Stando a Bloomberg, le principali società tecnologiche americane si stanno unendo alle richieste di applicazione dell'antitrust contro l'imminente acquisizione di ARM da parte di NVIDIA. Ciò fa seguito alla notizia dello scorso mese relativa all'inizio di indagini da parte delle autorità britanniche, dato che ARM è un'azienda con sede nel Regno Unito. Secondo le fonti di Bloomberg, il gruppo di società che richiedono questi controlli aggiuntivi include Google, Microsoft e Qualcomm, con almeno una delle tre che vuole lo scioglimento dell’accordo.
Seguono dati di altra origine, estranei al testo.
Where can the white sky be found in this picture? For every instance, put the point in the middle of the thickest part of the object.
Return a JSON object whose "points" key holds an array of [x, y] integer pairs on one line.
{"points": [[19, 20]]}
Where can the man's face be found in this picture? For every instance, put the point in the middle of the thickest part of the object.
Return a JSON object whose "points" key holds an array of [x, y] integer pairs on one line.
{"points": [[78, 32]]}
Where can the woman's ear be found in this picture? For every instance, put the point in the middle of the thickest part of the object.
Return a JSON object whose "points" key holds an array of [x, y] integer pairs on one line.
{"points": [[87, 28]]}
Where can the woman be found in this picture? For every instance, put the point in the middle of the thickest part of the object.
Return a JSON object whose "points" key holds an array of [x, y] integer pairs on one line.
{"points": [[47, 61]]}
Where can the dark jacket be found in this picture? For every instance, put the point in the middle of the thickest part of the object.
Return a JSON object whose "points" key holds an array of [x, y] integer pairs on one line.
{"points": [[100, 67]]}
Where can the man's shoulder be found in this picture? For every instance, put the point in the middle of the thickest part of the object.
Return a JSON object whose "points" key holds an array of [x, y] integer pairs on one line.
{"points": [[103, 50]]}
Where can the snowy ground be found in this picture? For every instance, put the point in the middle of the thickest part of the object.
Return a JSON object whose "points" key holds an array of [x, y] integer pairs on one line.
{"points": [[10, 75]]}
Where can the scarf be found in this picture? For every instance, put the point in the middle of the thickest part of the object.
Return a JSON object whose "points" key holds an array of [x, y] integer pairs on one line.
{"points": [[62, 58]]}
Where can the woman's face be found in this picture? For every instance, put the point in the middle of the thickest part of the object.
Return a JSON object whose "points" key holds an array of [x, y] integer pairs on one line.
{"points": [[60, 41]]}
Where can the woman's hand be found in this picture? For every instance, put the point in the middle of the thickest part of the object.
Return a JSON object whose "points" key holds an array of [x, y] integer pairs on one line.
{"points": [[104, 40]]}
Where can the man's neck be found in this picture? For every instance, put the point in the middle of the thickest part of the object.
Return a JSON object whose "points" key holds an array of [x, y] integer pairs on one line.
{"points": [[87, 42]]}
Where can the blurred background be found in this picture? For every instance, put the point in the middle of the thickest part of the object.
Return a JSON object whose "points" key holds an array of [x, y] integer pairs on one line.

Il coinvolgimento di Google qui è particolarmente degno di nota, poiché la società sta attualmente affrontando le proprie indagini antitrust sia dal Dipartimento di Giustizia degli Stati Uniti sia da tutti e 50 i procuratori generali. Tutto nasce dalla preoccupazione che NVIDIA possa porre fine alla storia delle licenze aperte di ARM per i suoi chip. La compagnia aveva già promesso di mantenere la neutralità dell'azienda, tuttavia, dato che ARM ha perso 400 milioni di dollari nell'anno fiscale 2020, è possibile che NVIDIA debba apportare qualche tipo di cambiamento in ARM per giustificare un investimento così grande. Altre preoccupazioni emergono dalla posizione dell’azienda nel mercato dei chip rispetto all'attuale società madre di ARM, SoftBank, e su come NVIDIA potrebbe utilizzare l'acquisizione per limitare la fornitura di licenze ai suoi rivali.
Oltre all'indagine inglese sulla fusione, l'acquisto di NVIDIA è attualmente oggetto di investigazioni da parte della FTC, dell'UE e della Cina, a causa della natura globale della portata dell'azienda. Pertanto, non è chiaro cosa chiedano specificamente Google e gli altri concorrenti, a parte un'opportunità per esprimere la loro disapprovazione generale. Le fonti di Bloomberg non hanno fornito dettagli e la FTC ha rifiutato di commentare la vicenda. Ad ogni modo, modifiche alla leadership alla FTC potrebbero seriamente ostacolare la fusione e si tratta di una possibilità piuttosto concreta con i cambi al governo in corso con il neo eletto presidente Joe Biden. Questo potrebbe portare ad eventuali rinvii alla finalizzazione dell’accordo, prevista per il 2022, se non addirittura il suo annullamento.